Revision history for this message
Russell Bryant (russellb) wrote :

Can you show me the exact command(s) you are using to restart all services at the same time? It's starting to sound like:

1) When nova-compute gets restarted, it's making a call out to nova-network.

2) nova-network is getting restarted before this call is completed, resulting in the timeout error that occurred.

3) This code path in nova-compute is not properly handling the timeout exception, resulting in the service stopping.

So if it's just a bash for loop restarting all of the services, try restarting network before compute.

Revision history for this message
Derek Higgins (derekh) wrote :

I was using a bash loop to start the services
for srv in api cert compute network objectstore scheduler volume ; do sudo service openstack-nova-$srv restart ; done

changing the order didn't help
for srv in api cert network objectstore scheduler volume compute ; do sudo service openstack-nova-$srv restart ; done

it does work if I add a sleep in between each service restart
for srv in api cert network objectstore scheduler volume compute ; do sudo service openstack-nova-$srv restart ; sleep 5 ; done

Revision history for this message
Russell Bryant (russellb) wrote :

Ok, thanks. I'm still thinking that what's happening is that nova-network is reading the message off the queue before it restarts, even when the order is changed in your loop. The service restarts must be happening asyncrhonously.

Regarding the service stopping part ... this error is happening in service startup code, so I think it's pretty much just an expected failure if nova-compute can't talk to nova-network during startup.

There is a patch on gerrit right now that may fix this scenario.

https://review.openstack.org/#/c/6694/

I haven't reviewed the patch yet, but based on the description, it sounds like it should make it so nova-network can't restart wihle it's in the middle of processing the request from nova-compute. Mind giving that patch a try?

Revision history for this message
Steven Dake (sdake) wrote :

When running in a loop like that, systemd does not guarantee that the process has actually finished starting up. systemd checks for the pidfile to make a determination when to start dependent processes. The proper solution would be for the systemd devs to fix the problem, but it is unclear if they intend to, as they think the pid lockfile is consistent with the daemon being in a runnable state. The proper semantics of the lock file should be "the daemon has started, no new ones can start now". This problem pervades all of Fedora init scripts now for dependent services.

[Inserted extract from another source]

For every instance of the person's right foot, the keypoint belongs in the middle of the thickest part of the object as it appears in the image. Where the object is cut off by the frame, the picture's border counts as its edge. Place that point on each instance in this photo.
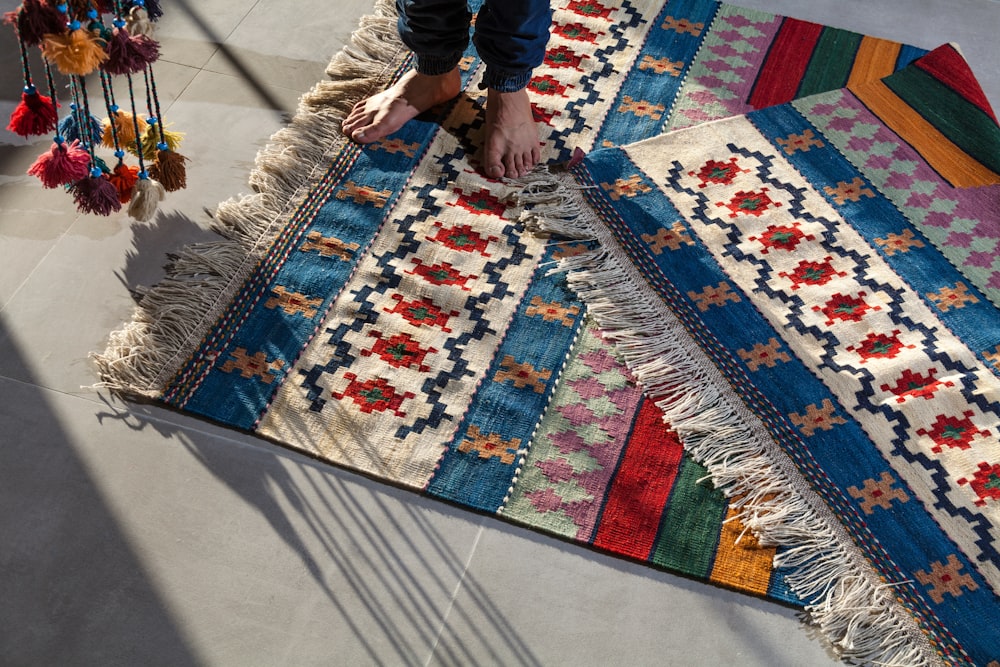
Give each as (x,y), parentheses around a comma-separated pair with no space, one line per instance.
(383,113)
(512,147)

Revision history for this message
Russell Bryant (russellb) wrote :

Related: https://lists.launchpad.net/openstack/msg12443.html

My previous suggestions on this bug were around the case that nova-network is stopped in the middle of processing a message. There is a much more likely and common case, as well as a couple of possible solutions, that I describe in the linked post above.

Revision history for this message
Russell Bryant (russellb) wrote :

Can you give this patch a try and see if it makes the problem go away? It's a bit of a hack, but it will help confirm that the issue is just nova-network not being up yet, meaning that the queue the request is destined for doesn't exist yet.

Revision history for this message
Derek Higgins (derekh) wrote :

I've applied the above patch to Essex and it looks like it is working

with the patch applied when I restart all service together in the nova-compute log I get a timeout traceback but the service stays running and continues with its startup sequence.

Revision history for this message
OpenStack Infra (hudson-openstack) wrote : Fix proposed to nova (master)

Fix proposed to branch: master
Review: https://review.openstack.org/7961

Changed in nova:
status: Confirmed → In Progress
Revision history for this message
Russell Bryant (russellb) wrote :

Derek, I have written a new version of this patch based on discussion on the bug. Can you verify that this still resolves the problem for you? I ran it through the unit tests and the functional tests on smokestack, but I'm not sure that any of those are hitting this code (restarting nova-compute with instances running). I'll do some more targeted testing on it tomorrow.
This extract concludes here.